RocksDB: A Persistent Key-Value Store for Flash and RAM Storage

Linux/Mac Build Status Windows Build status PPC64le Build Status

RocksDB is developed and maintained by Facebook Database Engineering Team. It is built on earlier work on LevelDB by Sanjay Ghemawat (sanjay@google.com) and Jeff Dean (jeff@google.com)

This code is a library that forms the core building block for a fast key-value server, especially suited for storing data on flash drives. It has a Log-Structured-Merge-Database (LSM) design with flexible tradeoffs between Write-Amplification-Factor (WAF), Read-Amplification-Factor (RAF) and Space-Amplification-Factor (SAF).

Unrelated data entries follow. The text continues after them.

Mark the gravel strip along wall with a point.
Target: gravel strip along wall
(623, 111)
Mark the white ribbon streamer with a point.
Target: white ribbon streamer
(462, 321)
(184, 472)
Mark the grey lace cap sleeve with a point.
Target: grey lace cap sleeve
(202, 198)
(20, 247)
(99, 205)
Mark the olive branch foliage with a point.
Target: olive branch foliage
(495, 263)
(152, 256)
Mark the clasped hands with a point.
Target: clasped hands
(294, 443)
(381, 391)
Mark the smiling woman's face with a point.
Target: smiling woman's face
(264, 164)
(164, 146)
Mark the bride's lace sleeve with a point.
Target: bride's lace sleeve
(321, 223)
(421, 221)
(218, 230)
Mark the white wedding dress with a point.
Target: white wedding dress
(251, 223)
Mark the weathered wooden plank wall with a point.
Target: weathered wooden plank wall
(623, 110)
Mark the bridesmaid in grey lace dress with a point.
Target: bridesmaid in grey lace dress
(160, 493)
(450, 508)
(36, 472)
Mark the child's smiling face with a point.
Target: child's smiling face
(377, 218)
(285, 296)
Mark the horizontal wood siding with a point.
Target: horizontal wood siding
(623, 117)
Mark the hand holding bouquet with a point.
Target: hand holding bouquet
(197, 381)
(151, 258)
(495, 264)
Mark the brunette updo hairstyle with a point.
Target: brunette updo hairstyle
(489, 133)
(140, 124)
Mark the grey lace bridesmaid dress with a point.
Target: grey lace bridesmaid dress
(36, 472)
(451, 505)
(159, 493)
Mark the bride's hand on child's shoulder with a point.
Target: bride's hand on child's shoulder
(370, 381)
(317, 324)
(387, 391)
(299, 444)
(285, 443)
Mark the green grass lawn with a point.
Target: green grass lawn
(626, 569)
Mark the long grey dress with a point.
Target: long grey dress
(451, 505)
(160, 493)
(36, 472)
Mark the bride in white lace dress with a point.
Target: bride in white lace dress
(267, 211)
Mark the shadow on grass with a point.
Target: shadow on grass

It has multi-threaded compactions, making it especially suitable for storing multiple terabytes of data in a single database.

Start with example usage here: https://github.com/facebook/rocksdb/tree/master/examples

See the github wiki for more explanation.

The public interface is in include/. Callers should not include or rely on the details of any other header files in this package. Those internal APIs may be changed without warning.

Design discussions are conducted in https://www.facebook.com/groups/rocksdb.dev/

License

RocksDB is dual-licensed under both the GPLv2 (found in the COPYING file in the root directory) and Apache 2.0 License (found in the LICENSE.Apache file in the root directory). You may select, at your option, one of the above-listed licenses.